Miserable May has ALREADY recorded nearly 90% of its usual rainfall
Perfect weather to be INDOORS! Miserable May has ALREADY recorded nearly 90% of its usual rainfall as UK faces week-long washout for when pubs and restaurants let visitors back inside on Monday
- This weekend will be a washout for many areas with a mixture of showers and sunny spells on the way
- Further downpours are expected into next week as indoor hospitality and attractions reopen on Monday
- Met Office says May has already seen 61.1mm (2.4in) of rain up to today – 88% of month’s average total
Wet weather is set to blight Britain for at least another week as forecasters warned the damp spring will drag on.
This weekend will be a washout for many areas with a mixture of showers and sunny spells on the final two days before the reopening of indoor hospitality, attractions and mixing between households in England on Monday.
And further downpours are expected into next week as the UK’s wet May continues, with the Met Office saying this month has already seen 61.1mm (2.4in) of rain up to today – 88 per cent of the average total for May.
The South West of England and South Wales have been particularly badly hit in recent days – with 60mm (2.4in) of rain recorded in Devon yesterday, which is more than would be expected for the whole month in the county.
Wales has now had at least 25 per cent more rain than would be expected over the course of May, with much of the UK having been under the influence of persistent low pressure systems since the month began.
However, there are glimmers of hope that conditions will change with forecasters saying it could turn more settled towards the end of May with highs of 64F (18C), although the Met Office admitted the outlook was ‘very uncertain’.
Looking ahead to this weekend, Met Office meteorologist Alex Deakin said: ‘A good weekend for cloudscapes, rainbow spotters – but not such a good weekend if you’re after something a little warmer.
‘Staying on the chilly side with plenty of showers, and when that’s the forecast you know that low pressure is not far away. Weather fronts (are) bringing more persistent rain across the country on Friday night and into Saturday.
‘Then by Sunday the weather fronts kind of fizzle out a little bit, but the low pressure remains nearby, and that will bring plenty of showers across England and Wales.’

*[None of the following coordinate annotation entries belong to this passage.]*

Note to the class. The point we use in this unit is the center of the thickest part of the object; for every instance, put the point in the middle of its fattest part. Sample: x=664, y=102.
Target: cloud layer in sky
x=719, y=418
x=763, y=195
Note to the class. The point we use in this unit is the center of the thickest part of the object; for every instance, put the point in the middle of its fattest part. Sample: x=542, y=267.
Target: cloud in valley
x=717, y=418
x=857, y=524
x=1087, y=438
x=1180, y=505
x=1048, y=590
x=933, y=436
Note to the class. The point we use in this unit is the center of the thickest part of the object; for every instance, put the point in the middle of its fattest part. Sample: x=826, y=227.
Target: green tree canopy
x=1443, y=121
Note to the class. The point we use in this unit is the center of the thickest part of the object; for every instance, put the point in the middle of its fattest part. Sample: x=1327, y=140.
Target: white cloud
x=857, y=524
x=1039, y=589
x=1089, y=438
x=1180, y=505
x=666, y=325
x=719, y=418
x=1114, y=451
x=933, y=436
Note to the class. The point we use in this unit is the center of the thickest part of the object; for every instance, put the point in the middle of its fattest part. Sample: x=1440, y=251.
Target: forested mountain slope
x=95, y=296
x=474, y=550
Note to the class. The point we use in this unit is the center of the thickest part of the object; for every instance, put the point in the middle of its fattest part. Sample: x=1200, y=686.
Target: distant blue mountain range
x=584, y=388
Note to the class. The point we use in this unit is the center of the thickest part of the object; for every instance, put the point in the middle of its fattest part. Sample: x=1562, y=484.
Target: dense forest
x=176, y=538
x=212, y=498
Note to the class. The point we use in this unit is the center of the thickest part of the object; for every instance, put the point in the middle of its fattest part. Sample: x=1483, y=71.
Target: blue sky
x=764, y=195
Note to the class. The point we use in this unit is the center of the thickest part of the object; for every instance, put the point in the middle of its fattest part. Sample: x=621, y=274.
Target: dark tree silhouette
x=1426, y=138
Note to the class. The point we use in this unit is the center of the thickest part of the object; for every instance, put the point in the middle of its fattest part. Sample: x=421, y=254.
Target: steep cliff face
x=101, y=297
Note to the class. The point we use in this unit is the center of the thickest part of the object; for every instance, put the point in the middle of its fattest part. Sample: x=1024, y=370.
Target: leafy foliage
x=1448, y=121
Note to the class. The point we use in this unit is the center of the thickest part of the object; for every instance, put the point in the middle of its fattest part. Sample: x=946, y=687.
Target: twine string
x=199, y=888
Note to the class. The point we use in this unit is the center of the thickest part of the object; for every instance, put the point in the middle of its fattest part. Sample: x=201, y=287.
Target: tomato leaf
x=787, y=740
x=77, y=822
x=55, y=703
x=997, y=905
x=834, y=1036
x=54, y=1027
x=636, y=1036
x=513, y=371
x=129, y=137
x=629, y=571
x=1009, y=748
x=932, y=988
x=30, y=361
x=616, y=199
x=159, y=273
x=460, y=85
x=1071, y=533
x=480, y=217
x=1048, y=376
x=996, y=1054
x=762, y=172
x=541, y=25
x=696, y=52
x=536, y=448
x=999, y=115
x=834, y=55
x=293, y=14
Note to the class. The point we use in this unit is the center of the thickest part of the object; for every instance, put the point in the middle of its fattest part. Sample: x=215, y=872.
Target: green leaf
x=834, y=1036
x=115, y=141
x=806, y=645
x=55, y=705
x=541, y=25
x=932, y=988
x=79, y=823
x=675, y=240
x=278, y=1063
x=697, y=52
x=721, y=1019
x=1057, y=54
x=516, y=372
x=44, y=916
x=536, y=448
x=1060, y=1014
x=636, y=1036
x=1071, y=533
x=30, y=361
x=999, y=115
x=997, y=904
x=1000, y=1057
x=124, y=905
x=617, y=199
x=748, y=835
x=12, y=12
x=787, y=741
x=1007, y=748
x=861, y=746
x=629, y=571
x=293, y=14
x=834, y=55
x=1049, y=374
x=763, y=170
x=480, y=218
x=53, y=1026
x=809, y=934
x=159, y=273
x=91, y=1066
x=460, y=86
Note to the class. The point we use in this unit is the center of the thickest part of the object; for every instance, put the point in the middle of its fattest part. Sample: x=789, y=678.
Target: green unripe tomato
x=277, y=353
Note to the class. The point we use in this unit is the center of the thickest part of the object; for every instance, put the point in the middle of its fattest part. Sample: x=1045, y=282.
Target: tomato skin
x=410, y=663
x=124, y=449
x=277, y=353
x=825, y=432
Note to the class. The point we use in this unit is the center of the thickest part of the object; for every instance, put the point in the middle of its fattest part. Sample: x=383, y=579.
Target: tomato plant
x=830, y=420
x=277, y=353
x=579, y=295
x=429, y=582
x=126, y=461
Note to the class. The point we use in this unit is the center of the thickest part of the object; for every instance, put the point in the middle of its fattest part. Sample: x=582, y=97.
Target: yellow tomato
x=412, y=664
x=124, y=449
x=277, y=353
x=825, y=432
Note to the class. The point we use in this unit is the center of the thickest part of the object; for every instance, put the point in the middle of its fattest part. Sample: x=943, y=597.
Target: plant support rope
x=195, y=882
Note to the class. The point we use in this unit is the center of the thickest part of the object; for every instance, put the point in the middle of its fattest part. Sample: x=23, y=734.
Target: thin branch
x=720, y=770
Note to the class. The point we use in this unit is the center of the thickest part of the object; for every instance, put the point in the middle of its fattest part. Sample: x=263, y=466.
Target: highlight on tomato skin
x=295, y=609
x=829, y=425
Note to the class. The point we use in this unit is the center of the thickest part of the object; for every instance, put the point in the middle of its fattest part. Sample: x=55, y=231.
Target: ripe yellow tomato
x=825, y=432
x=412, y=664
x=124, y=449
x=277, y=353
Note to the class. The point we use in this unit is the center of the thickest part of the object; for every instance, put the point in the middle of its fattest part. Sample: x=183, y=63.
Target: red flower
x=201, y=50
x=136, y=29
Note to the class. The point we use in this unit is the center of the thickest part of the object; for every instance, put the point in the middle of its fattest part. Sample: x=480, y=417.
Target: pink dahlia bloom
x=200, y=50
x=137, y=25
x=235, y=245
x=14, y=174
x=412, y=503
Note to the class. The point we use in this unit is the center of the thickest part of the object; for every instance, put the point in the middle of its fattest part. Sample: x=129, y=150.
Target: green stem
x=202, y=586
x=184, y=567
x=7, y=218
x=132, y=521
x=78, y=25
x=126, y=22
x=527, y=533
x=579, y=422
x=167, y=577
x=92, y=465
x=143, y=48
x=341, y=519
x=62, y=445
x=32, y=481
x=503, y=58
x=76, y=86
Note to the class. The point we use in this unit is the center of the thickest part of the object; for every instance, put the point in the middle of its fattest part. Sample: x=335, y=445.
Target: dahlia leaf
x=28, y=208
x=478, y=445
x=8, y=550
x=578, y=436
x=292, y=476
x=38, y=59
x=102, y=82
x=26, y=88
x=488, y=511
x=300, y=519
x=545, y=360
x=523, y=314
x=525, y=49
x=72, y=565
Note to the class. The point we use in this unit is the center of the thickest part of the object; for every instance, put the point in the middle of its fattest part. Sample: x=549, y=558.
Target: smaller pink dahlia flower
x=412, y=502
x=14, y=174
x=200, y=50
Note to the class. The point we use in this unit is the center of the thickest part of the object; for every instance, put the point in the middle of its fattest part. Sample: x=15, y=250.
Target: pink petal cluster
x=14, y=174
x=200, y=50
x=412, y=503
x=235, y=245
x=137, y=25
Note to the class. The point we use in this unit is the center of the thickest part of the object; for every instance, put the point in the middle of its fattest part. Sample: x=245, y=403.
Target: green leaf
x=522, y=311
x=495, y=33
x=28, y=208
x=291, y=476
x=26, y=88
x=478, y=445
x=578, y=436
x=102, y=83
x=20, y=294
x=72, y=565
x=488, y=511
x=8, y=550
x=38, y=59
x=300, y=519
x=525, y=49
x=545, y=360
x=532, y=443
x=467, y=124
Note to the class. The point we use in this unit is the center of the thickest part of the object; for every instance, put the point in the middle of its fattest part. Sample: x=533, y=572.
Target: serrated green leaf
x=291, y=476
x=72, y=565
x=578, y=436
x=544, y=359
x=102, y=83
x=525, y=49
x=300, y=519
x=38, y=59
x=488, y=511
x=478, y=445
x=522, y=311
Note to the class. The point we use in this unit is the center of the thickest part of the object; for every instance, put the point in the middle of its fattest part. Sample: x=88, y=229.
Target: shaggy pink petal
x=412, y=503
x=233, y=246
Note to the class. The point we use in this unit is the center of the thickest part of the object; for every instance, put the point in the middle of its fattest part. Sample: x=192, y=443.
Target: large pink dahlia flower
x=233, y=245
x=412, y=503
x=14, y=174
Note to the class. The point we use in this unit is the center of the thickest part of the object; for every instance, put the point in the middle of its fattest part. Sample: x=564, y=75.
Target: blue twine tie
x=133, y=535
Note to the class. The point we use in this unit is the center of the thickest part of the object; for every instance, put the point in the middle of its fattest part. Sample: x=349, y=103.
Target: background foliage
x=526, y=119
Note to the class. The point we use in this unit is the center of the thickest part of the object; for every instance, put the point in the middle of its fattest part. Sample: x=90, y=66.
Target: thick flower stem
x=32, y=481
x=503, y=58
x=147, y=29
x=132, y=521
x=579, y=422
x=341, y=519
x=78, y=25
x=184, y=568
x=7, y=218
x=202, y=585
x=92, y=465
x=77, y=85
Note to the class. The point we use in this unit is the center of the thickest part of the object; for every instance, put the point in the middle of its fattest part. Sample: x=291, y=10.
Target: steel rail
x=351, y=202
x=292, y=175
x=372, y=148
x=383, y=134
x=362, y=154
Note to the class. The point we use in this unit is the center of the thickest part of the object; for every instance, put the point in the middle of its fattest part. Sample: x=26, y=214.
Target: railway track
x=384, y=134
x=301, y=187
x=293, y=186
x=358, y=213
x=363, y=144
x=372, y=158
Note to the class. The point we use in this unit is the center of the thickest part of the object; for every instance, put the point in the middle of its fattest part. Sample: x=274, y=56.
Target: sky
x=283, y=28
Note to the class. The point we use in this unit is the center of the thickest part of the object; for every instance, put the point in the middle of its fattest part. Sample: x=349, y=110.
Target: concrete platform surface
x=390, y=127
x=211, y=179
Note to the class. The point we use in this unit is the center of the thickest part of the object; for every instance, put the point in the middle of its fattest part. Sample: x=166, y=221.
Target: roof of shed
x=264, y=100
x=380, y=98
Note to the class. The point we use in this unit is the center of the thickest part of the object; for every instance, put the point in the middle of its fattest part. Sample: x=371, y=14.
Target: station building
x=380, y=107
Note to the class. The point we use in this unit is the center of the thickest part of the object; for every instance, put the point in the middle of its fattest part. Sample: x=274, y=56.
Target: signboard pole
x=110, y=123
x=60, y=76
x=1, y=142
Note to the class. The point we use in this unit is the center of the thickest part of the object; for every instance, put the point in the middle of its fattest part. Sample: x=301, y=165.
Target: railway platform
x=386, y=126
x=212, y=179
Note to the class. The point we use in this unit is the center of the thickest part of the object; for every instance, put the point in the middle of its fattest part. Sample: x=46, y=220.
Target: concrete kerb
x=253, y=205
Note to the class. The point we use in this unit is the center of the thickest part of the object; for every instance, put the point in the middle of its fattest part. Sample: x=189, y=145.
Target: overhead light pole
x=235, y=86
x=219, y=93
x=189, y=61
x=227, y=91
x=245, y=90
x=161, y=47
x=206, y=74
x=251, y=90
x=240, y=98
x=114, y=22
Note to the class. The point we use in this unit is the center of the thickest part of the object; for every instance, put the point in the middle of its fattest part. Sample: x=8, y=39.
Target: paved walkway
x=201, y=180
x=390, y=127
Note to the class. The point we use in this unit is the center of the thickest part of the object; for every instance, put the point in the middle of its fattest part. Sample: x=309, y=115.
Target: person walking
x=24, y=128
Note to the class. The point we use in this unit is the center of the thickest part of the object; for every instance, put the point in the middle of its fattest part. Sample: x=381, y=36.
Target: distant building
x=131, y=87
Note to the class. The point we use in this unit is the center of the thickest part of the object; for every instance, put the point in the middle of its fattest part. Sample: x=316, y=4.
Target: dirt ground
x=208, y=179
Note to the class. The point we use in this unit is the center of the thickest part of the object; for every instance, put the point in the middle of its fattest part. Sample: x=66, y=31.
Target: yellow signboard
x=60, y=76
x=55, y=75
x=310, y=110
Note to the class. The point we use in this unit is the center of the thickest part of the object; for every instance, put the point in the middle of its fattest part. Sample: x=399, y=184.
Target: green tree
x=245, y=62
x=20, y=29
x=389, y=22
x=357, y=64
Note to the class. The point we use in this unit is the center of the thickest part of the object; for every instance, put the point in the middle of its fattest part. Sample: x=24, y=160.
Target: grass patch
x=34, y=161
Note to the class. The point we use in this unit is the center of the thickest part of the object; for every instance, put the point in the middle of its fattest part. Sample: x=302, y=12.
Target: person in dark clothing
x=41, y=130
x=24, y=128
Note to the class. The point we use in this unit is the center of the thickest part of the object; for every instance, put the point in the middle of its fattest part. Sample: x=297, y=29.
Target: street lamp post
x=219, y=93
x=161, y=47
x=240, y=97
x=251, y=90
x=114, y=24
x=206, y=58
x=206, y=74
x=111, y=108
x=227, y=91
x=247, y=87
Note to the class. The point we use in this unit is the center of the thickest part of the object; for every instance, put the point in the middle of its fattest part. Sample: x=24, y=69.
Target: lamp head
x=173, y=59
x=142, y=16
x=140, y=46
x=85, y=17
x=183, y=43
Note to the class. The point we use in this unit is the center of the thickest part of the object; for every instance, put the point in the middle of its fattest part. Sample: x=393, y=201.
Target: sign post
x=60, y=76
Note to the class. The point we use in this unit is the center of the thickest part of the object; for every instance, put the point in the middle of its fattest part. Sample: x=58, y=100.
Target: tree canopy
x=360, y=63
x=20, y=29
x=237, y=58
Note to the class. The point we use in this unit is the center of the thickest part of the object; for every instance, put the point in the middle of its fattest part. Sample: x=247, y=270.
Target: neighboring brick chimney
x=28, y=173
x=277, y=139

Highs of 61F (16C) are expected in the South of England tomorrow, but it will only be 55F (13C) in the North and Scotland. Forecasters anticipate similar temperatures on Sunday, albeit marginally warmer in the North.
The start of next week will still be largely unsettled and cloudy with scattered showers – some heavy in the afternoon and evening of Monday, as the next stage of the post-lockdown roadmap gets underway.
In its long-range forecast for next Tuesday until May 27, the Met Office said: ‘Temperatures look to remain rather below average across the country, although in any sunshine and lighter winds it will feel quite pleasant.
‘Where winds fall light and skies clear it is still possible we could see some overnight frost in sheltered, prone locations. Perhaps beginning to turn rather more settled toward the end of the period, but this very uncertain at this stage.’
Provisional figures from the National Climate Information Centre show Wales has already had 129 per cent (110.6mm) of its average rainfall for the whole of May, while the UK as a whole has had 88 per cent (61.1mm).
Despite Wales and northern England seeing the most persistent rain, the Met Office said all countries in the UK are currently tracking well ahead of the amount of rainfall that would be expected by this point of the month.
Scotland has already had 72 per cent (60.9mm) of its May average total, Northern Ireland 77 per cent (55.8mm) and England 92 per cent (53.9mm).
However the totals so far remain well below what would be record levels of rainfall for the month, with the record for Wales in May sitting at 184.2mm in May 1967. The UK’s record rainfall for May was also in 1967, with 131.7mm.
May has also so far has been cool across the country, with maximum temperatures, minimum temperatures and mean temperatures all currently at least 2C lower than their long-term May average for every country in the UK.
Dr Mark McCarthy, scientific manager of the National Climate Information Centre, said: ‘Although it’s not unusual to see some downpours and cooler temperatures in May, the month so far has been particularly unsettled across the UK as the influence of low pressure systems has taken hold.
A sodden start to May has already sent large parts of the UK to within touching distance of their average rainfall for the month
May so far has been cool across the board, with temperatures currently at least 2C lower than their long-term May average
‘May picked up where April ended with cooler temperatures and unsettled weather for many, especially in northern England and Wales.
‘It’s far too early in the month to talk about any potential records being set, but with rain in the current forecast, it seems likely that we’ll see above average rainfall across large parts of the country by the end of the month.’
Bookmaker Coral has cut the odds on this summer being the UK’s wettest since records began to just 2-1 from 5-1.
Its spokesman Harry Aitkenhead said: ‘This soaking wet May is not giving us much hope for a dry summer, so much so that we have now slashed the odds on this summer being the UK’s wettest ever.
‘This month is already firmly odds-on to enter the record books as the wettest May we have ever had.’